Monday, November 29, 2010

PITMEN-10/30/10

I'm writing this Friday evening, because we leave via Amtrak for Washington DC early tomorrow morning, Saturday, and I will not have time to make an entry, probably, before Sunday. The Rally to Restore Sanity is scheduled to start at 12 noon, and we'll hardly have time to drop off our bags at our friend's house before heading back to the Mall. I'm "fired up," as Obama likes to say.
I did not have time, after my long entry on the Chelsea galleries, to mention our evening's theater outing. Briefly, then...
It was a strange feeling to be sitting in a New York theater in 2010 and to be taken back to the precise place (Newcastle-upon-Tyne, England) and time (mid-1930s) of my birth. My father was at the time the vicar of St.
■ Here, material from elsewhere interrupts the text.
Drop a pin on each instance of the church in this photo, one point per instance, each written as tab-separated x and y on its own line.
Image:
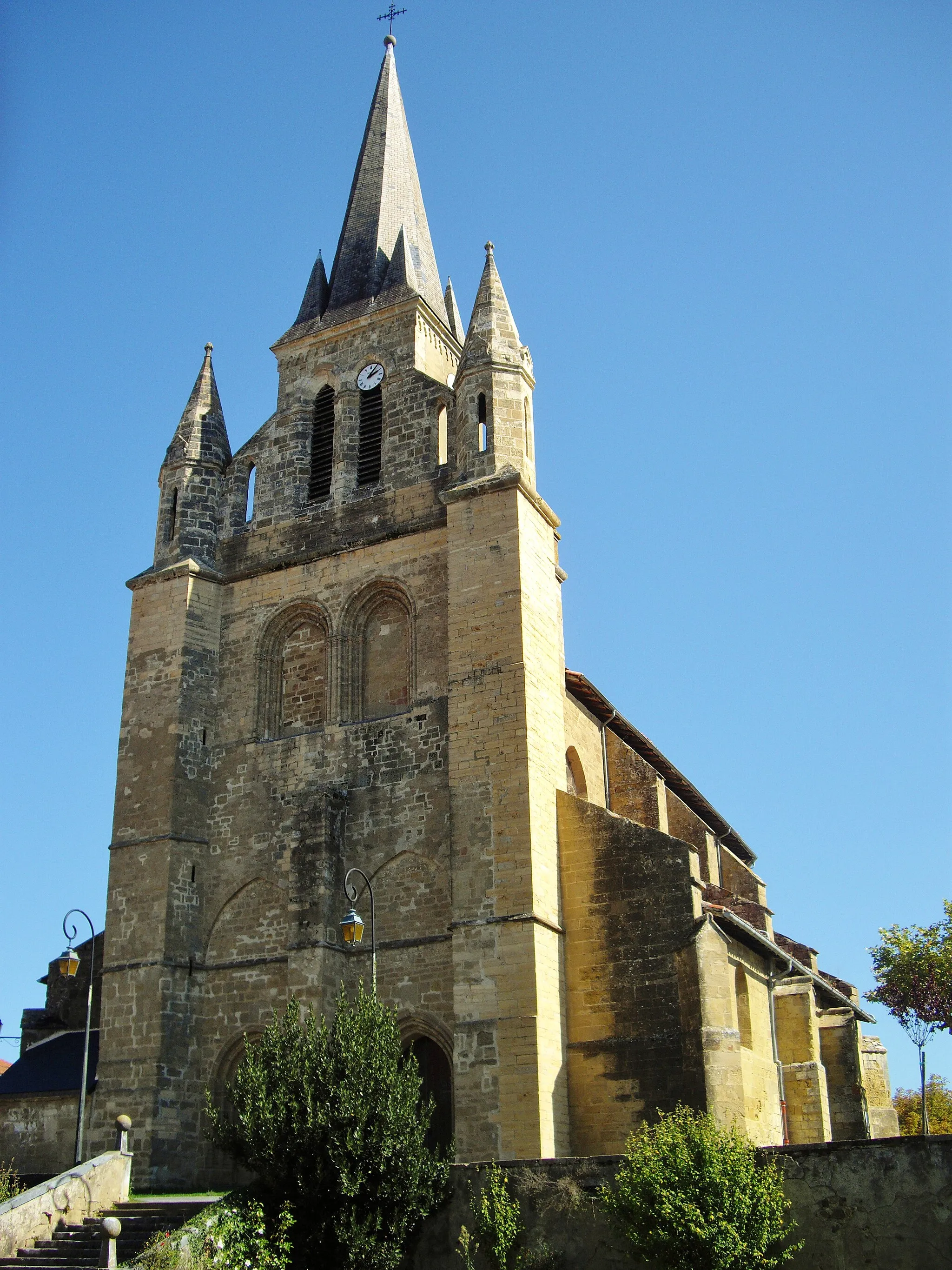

Cuthbert's Church, and his parishioners were mostly miners and their families, and all Geordies (Tynesiders.) I'm inordinately proud of being a Geordie, even though I spent only the first year and a half of my life there; and no one could possibly tell my origin by my accent (mid-way across the Atlantic.)
The play that took me back all those years was Lee Hall's The Pitmen Painters...
... the story of the Ashington Group, a small company of proud Geordie miners who took to painting under the tutelage of one Robert Lyon, a pit of a toff and an art historian and painter, and ended up wowing the pre- and post-war art establishment with their raw realism. The play is about their struggle with identity, masculinity and, particularly, class, at a time when England was more strictly divided than it is today.
It's also about art--about the clash between realism and abstraction, about the social responsibility of the artist, about what, and how art "means." Needless to say, there's a lot of talk and the talk--even though the Geordie accents are somewhat attenuated for an audience which otherwise would not understand a word!--is sometimes hard to follow. The ear--and the mind--tend to tire towards the end, and I myself longed for a little more action that I was allowed. Still the often heated exchanges were a lot of fun, the passions ran high, and the conflicts were real and touching. And I was glad, for a couple of hours, to be taken "back home" to Northumberland and reminded of the grand, unquenchable spirit of those who spent their lives down in the mines.